Ce qu’il ne com­pre­nait pas, en effet, et qui depuis long­temps déjà l’exaspérait, c’était le culte super­sti­tieux des Romains pour Vir­gile. Ce même soir, au dîner, un jeune voi­sin de table lui avait racon­té qu’il avait pas­sé la nuit pré­cé­dente à relire l’Énéide, et qu’il avait été plus ravi que jamais de la divine har­mo­nie qui s’en déga­geait. Pareille­ment, des Grecs lui avaient par­lé de la volup­té que leur cau­sait « l’harmonie » de Sophocle ; et dans tous ses voyages il avait ren­con­tré des let­trés qui lui avaient van­té « l’harmonie » de leurs poètes locaux. Et lui, dési­reux de prendre sa part de leur émo­tion, il avait lu et relu tous ces poètes : quelques-uns d’entre eux lui avaient paru plus ingé­nieux, plus savants, plus cor­rects que les autres ; mais, chez ceux-là même, il n’avait pu décou­vrir aucune trace de cette mys­té­rieuse « har­mo­nie » que se plai­saient à leur prê­ter leurs com­pa­triotes. Qu’était-ce, au sur­plus, que cette har­mo­nie ? À quel signe la recon­nais­sait-on ? Et à quoi ser­vait-elle ? Et com­ment un Romain ou un Grec pou­vait-il la trou­ver dans sa langue, alors que lui, Bar­sa­bas, qui savait toutes les langues, n’était par­ve­nu à la trou­ver nulle part ?

Et cepen­dant, à y réflé­chir, il se sou­vint de l’avoir, lui aus­si, jadis, trou­vée quelque part. Il se sou­vint que jadis, dans son vil­lage, rien ne lui plai­sait autant que d’entendre réci­ter cer­tains poèmes en patois gali­léen, des récits de batailles, des fables, des prières, ou encore des plaintes d’amour toutes rem­plies à la fois de tris­tesse et de dou­ceur. Il était alors si igno­rant que le sens d’une foule de mots lui échap­pait, lorsque sa mère ou quelque ami lui réci­tait ces poèmes ; mais il n’en éprou­vait pas moins, à les entendre, un bon­heur sin­gu­lier, comme si chaque vers eût évo­qué devant ses yeux mille images vivantes, et fait chan­ter dans son cœur une volée d’oiseaux. L’harmonie, oui, c’é­tait le nom qui conve­nait le mieux pour cette beau­té, secrète, mais pour­tant si belle ! Et Bar­sa­bas dut s’avouer que sa langue natale, tout au moins, était capable d’une telle har­mo­nie.

Par­mi les manus­crits de sa biblio­thèque, il se rap­pe­la qu’il pos­sé­dait un recueil de poé­sies popu­laires de la Gali­lée. Il l’avait fait venir à grands frais de Caper­naüm, pour une série d’études qu’il pro­je­tait sur les défor­ma­tions de la langue syrienne. Il cou­rut le prendre, et se mit à lire les pièces qui, jadis, l’avaient le plus frap­pé.

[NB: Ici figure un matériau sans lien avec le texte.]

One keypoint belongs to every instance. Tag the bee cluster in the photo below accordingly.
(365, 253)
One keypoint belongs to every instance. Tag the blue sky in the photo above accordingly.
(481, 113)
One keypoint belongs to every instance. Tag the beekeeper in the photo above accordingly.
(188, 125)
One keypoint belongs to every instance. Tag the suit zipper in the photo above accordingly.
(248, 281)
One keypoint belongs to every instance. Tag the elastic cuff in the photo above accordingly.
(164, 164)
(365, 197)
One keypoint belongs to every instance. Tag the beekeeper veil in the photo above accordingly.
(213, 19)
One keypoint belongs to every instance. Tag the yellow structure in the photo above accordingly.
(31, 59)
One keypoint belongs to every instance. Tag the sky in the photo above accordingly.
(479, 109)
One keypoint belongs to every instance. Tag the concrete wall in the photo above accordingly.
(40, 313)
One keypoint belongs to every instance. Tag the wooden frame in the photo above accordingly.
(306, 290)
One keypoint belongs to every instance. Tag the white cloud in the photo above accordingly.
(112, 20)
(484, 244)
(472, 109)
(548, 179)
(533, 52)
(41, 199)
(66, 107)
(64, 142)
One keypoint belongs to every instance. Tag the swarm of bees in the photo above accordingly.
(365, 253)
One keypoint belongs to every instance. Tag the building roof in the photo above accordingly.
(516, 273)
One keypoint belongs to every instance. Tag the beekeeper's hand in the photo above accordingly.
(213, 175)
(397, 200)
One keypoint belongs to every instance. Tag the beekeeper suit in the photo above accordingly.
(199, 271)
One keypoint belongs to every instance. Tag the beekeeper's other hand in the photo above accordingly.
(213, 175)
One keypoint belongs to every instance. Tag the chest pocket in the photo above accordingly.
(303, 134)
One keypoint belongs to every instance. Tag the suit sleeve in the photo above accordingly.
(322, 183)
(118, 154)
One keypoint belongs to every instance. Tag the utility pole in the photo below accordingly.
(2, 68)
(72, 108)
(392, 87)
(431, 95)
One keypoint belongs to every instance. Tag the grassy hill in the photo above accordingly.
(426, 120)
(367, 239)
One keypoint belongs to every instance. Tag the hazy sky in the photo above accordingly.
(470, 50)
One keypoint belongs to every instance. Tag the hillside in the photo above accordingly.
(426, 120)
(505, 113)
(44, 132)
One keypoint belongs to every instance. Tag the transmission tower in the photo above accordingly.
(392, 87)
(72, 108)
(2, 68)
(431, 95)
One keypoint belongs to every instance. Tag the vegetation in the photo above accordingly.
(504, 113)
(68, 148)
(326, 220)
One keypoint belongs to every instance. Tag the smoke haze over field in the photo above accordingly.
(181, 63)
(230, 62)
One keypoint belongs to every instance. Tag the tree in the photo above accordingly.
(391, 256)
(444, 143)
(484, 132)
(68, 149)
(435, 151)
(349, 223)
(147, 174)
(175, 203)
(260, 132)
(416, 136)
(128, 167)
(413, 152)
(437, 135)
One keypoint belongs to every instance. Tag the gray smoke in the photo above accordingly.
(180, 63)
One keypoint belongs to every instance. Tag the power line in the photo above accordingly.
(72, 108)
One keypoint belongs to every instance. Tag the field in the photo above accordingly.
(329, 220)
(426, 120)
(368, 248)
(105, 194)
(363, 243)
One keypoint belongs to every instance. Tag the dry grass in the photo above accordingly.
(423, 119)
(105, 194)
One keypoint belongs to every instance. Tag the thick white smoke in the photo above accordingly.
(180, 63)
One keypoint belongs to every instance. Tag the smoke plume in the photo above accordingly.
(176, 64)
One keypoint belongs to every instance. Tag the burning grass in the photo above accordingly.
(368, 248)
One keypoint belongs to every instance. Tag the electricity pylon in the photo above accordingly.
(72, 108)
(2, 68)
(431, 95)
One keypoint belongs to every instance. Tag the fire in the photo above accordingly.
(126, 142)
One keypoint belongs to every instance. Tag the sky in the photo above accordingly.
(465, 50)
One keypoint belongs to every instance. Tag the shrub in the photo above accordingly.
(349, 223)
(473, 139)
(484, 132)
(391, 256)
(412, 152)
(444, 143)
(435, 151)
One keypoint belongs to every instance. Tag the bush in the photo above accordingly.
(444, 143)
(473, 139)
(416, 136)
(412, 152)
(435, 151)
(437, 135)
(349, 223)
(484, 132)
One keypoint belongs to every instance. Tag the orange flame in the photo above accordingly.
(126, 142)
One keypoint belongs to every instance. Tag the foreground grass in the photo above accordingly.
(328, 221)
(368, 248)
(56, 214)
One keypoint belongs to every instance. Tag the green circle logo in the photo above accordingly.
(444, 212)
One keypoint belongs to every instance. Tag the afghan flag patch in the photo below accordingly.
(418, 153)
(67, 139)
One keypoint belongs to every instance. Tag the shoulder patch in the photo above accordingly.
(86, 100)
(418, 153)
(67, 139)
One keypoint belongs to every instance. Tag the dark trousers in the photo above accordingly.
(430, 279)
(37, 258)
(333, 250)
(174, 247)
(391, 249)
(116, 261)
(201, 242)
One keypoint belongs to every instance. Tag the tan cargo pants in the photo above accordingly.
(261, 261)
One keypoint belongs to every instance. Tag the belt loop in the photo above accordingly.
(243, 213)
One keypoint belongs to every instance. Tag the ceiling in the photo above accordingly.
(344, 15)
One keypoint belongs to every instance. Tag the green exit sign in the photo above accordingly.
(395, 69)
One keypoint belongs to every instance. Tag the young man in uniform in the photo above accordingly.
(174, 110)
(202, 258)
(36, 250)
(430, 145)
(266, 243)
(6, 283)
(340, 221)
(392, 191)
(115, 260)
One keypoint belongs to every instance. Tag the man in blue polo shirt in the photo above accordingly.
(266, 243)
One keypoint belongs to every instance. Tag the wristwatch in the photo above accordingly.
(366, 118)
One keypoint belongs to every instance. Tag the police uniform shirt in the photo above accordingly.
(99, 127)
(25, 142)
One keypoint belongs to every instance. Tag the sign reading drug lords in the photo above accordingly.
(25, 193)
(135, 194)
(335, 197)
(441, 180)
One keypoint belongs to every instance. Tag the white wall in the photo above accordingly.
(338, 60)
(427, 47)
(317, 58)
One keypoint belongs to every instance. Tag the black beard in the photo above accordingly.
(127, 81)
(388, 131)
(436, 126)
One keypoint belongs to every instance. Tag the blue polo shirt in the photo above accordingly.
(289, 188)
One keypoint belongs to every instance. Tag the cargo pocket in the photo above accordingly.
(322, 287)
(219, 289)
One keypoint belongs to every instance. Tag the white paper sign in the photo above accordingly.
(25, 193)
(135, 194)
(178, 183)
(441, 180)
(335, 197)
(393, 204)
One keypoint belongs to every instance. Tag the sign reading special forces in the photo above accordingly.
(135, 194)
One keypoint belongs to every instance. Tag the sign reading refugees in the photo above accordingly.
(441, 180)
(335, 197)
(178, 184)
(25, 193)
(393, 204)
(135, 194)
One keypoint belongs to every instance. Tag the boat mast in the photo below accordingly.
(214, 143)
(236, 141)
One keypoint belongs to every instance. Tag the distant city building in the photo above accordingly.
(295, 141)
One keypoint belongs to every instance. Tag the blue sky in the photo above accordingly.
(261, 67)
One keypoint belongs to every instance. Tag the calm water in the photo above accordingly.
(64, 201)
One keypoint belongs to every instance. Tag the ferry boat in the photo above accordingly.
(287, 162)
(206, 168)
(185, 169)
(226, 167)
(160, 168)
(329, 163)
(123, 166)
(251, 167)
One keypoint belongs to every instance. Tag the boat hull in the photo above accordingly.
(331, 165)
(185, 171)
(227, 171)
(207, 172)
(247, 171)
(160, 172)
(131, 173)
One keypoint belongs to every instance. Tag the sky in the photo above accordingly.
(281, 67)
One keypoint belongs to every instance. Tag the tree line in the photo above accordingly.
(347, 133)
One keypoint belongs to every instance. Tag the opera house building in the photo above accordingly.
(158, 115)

Mais en vain il essaya d’y retrou­ver leur ancienne beau­té. La défor­ma­tion de la langue syrienne y était déci­dé­ment trop gros­sière et trop incor­recte : et puis quelle pau­vre­té d’idées, quelle absence de toute règle dans la pro­so­die ! Bar­sa­bas avait beau mépri­ser les poètes grecs et latins ; il voyait bien que leurs vers étaient cent fois supé­rieurs à ces informes com­plaintes. Celles-ci étaient désor­mais deve­nues plus muettes encore, pour lui, que l’É­néide et les deux Œdipe.